Business process management (BPM) is a management discipline that implies a systematic approach to oversee, execute, measure, and identify automated and non-automated processes targeted at achieving the strategic goals of an organization. Therefore, managers use BPM to improve all processes at companies to make existing processes more effective and efficient, thus enhancing the overall capability of organizations to adapt to the ever-changing business environment (Beginners guide to business process management 2018). To start BPM at companies, the management is recommended to follow a checklist.
Steps for Integrating BPM into Organizational Processes
The first step is concerned with choosing a BPM platform to ensure that processes are built based on a good framework. This means ensuring that the selected BPM tool has such features as visual workflow capabilities, reports and analytics, and process performance metrics. The second step is selecting a process on which BPM can be tested; usually, it is best to choose easy processes that will not be hard to manage. Third, setting benchmarks is essential for successful BPM integration because of the need to measure the success of the implemented procedures (Looy & Shafagatove 2016).

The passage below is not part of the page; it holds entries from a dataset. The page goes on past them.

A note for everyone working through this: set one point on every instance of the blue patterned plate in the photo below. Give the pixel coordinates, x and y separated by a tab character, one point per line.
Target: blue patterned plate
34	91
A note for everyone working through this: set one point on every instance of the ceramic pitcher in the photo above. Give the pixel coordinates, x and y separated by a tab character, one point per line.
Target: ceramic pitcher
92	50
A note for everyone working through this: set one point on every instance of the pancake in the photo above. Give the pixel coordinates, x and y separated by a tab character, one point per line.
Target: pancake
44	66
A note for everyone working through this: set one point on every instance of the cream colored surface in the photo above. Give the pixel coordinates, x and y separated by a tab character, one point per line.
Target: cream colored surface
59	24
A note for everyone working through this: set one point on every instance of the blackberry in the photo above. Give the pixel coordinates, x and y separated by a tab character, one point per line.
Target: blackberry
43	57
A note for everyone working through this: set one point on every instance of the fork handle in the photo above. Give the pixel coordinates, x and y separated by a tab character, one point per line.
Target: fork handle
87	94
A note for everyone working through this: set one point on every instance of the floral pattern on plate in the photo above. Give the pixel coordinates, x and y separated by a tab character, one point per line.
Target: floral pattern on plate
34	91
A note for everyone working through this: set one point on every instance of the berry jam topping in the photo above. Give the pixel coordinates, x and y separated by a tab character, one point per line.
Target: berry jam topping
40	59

Fourth, the plan should include both technical admins and functional personnel, including business owners, to encourage collaboration at an organization. Fifth, managers are recommended to test (pilot) their BPM workflows to ensure that the newly-developed processes do not interfere with the ongoing procedures. The sixth step is training personnel on how they should adapt their responsibilities to the new BPM system. Lastly, managers must measure the results of the program and adjust processes as necessary. Key performance indicators (KPIs) play an important role at this stage as they allow organizations to differentiate between valuable processes and improve their implementation.
The Impact of 7FE on Ensuring BPM Success
The role of the 7FE Project Framework should not be underestimated when integrating a BPM system into organizational processes (Lahajnar & Rožanec 2016). The framework is developed based on four phases and three essentials that help managers to regulate the assignment of responsibilities and the measurement of processes. The foundation phase implies the creation of a solid underpinning for the model. The procedures should be appropriately rooted in organizations, with the launch pat phase designed for validating this step. Both organizational strategy and process architecture phases are necessary for determining the extent to which the launch pad phase aligns with an organization’s objective.
Findings and solutions are linked to the understanding of existing processes as well as identifying suitable problem-solving steps to implement at the phase of innovation. The stage of fulfillment is associated with how employees and process development interact for fulfilling organizational goals. The ‘future’ phase is concerned with how a company realizes its value and reaching sustainable performance. Throughout BPM implementation, managers are also expected to consider such essentials as People Change Management, Process Leadership, and Project Management.
For managers to reach organizational success through BPM, they are recommended to dedicate time and effort to getting all workers on the ‘same page’ and training them in how to adapt to changing business environments. The overall effectiveness of organizations increases through BPM implementation because the system allows leaders to identify the necessary areas for improvement and proceed with change management. Collaboration between departments is a key component of BPM as it ensures the maintenance of procedures with limited disruptions.
Lahajnar, S & Rožanec, A 2016, ‘The evaluation framework for business process management methodologies’, Management, vol. 12, no. 1, pp. 47-69.
Van Looy, A & Shafagatova, A 2016, ‘Business process performance measurement: A structured literature review of indicators, measures and metrics’, SpringerPlus, vol. 5, no. 1, pp. 1797.